PLEASE NOTE: there is a very good reason there are no pictures associated with this story.
As some of you may know, I teach a radiation safety course at a local community college. A while back, we were discussing bioassay techniques (read: ways determine if there’s been an uptake of radioactive material in the body, where, how, and how much) in my radiation safety class.
My fellow instructor, after explaining how fecal dosimetry techniques work, declared that no one, not the subject providing the sample, not the dosimetrist who has to process it, certainly not the rest of the lab staff, nor even the lab building’s neighbors, likes it when you have to do fecal samples.
I begged to disagree with him before the class.
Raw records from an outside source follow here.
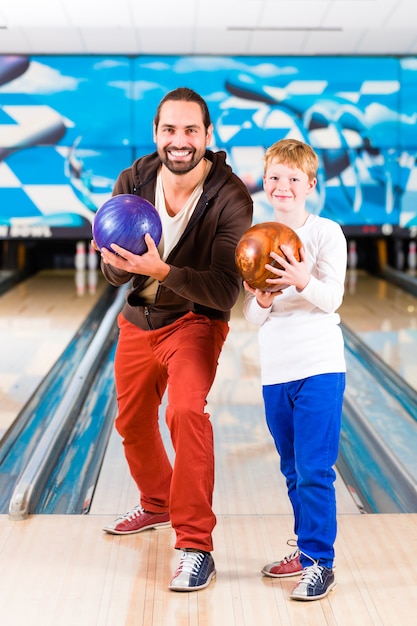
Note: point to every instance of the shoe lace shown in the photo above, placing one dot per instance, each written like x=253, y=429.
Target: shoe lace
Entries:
x=293, y=544
x=133, y=513
x=312, y=573
x=291, y=557
x=190, y=562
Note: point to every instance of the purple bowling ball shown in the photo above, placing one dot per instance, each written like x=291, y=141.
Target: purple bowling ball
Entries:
x=124, y=220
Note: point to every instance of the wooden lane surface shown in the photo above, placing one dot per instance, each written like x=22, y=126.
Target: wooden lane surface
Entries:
x=38, y=318
x=61, y=570
x=385, y=318
x=64, y=570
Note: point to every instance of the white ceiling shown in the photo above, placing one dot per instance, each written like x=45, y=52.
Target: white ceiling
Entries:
x=223, y=27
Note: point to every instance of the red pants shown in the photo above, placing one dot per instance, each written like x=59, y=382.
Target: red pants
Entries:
x=184, y=356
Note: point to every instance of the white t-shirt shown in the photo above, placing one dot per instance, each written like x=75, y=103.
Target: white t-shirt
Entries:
x=300, y=335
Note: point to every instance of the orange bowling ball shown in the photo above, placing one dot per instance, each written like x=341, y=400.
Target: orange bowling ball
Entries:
x=254, y=248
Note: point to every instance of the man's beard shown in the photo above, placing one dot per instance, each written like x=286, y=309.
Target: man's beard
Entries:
x=180, y=167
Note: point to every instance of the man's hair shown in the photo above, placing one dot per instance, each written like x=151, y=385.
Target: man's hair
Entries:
x=293, y=153
x=184, y=94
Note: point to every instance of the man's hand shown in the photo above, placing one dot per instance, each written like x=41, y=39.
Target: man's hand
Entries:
x=147, y=264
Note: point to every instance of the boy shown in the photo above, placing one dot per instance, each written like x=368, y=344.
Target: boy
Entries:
x=302, y=364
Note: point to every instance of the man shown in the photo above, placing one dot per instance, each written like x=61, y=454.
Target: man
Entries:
x=173, y=326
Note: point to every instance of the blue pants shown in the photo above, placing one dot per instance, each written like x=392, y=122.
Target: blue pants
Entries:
x=304, y=418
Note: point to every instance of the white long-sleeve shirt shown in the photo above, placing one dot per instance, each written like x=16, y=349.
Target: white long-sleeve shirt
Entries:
x=300, y=335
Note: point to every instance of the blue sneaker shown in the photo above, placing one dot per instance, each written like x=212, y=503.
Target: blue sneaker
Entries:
x=316, y=581
x=195, y=571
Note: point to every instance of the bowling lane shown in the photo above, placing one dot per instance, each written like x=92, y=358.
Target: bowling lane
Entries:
x=385, y=318
x=38, y=318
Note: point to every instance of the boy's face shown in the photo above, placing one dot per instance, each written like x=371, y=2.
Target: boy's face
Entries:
x=287, y=187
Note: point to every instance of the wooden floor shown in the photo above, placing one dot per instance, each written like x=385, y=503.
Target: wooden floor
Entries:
x=64, y=570
x=38, y=318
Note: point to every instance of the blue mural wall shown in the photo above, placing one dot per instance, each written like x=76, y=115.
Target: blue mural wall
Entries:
x=69, y=124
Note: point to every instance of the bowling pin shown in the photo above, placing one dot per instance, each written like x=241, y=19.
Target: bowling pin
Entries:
x=412, y=256
x=352, y=255
x=92, y=281
x=80, y=256
x=92, y=260
x=80, y=282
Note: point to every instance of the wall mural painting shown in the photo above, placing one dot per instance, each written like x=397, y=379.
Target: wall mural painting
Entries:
x=69, y=124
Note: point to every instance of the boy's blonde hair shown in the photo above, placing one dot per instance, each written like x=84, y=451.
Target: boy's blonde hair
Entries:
x=293, y=153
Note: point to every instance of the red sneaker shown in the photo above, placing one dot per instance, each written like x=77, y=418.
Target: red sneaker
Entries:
x=289, y=566
x=135, y=521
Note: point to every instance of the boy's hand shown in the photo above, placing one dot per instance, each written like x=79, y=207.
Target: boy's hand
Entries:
x=293, y=273
x=263, y=298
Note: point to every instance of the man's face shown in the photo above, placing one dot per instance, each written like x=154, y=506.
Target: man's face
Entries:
x=181, y=137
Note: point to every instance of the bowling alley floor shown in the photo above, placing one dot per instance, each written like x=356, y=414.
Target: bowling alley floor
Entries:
x=63, y=569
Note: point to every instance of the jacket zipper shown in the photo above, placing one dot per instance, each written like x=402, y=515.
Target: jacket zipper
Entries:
x=148, y=317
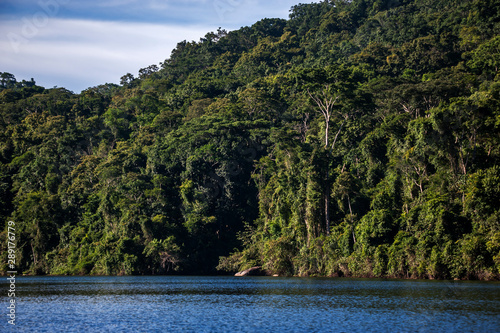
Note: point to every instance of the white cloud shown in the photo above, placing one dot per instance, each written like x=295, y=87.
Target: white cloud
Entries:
x=60, y=50
x=76, y=54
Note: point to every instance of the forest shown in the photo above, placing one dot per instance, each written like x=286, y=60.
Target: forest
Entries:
x=356, y=138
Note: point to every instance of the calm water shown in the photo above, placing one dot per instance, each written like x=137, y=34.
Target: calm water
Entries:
x=252, y=304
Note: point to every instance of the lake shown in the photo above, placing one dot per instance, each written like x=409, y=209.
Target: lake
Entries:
x=252, y=304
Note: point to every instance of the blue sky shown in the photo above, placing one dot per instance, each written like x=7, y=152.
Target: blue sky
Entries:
x=79, y=44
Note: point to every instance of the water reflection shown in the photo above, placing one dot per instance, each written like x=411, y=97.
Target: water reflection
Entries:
x=223, y=304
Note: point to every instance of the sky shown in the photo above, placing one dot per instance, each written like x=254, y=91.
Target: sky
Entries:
x=78, y=44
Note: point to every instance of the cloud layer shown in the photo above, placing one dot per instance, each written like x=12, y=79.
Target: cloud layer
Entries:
x=79, y=44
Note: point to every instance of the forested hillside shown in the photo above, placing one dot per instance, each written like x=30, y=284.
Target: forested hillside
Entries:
x=356, y=138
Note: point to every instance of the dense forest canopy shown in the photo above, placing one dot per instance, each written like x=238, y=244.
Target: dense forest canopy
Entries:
x=356, y=138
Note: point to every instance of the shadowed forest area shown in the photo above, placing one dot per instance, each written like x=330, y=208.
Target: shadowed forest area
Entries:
x=357, y=138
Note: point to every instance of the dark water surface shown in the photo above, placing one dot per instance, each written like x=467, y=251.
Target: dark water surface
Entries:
x=251, y=304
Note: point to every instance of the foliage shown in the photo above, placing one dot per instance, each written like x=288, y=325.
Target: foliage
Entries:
x=357, y=138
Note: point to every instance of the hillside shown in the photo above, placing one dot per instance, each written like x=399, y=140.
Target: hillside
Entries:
x=356, y=138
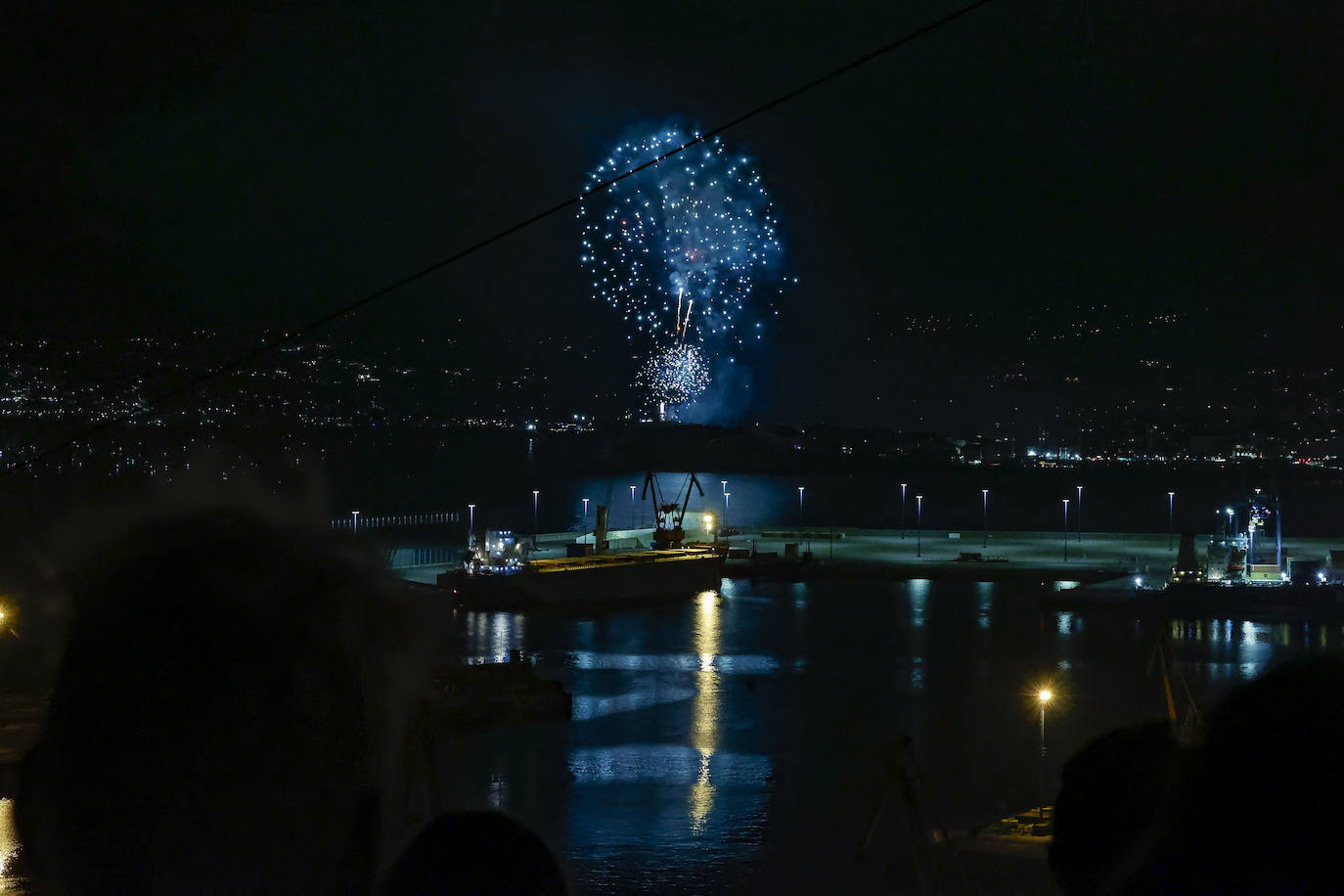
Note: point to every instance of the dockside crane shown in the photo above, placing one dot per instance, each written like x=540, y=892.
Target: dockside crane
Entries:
x=668, y=515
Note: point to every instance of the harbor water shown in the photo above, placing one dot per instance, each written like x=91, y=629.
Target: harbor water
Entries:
x=734, y=741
I clearly remembered an occasion that a world renowned health physicist and internal dosimetrist loudly declared in my presence “I LOVE FECAL SAMPLES!“
I stared at him very hard. He saw me staring. There was then a several beat pause…
He then corrected himself, declaring somewhat less loudly, “I love the numbers I get from fecal samples.”
Once again, I love making sure lessons hit home and stick for life with memorable vignettes like this to hang the information on. I’m proud to declare all our students aced that part of the exam. I’m just sad no one took video of my “Rubbin’ My Ass On Uranium” dance to demonstrate proper dosimeter badge usage.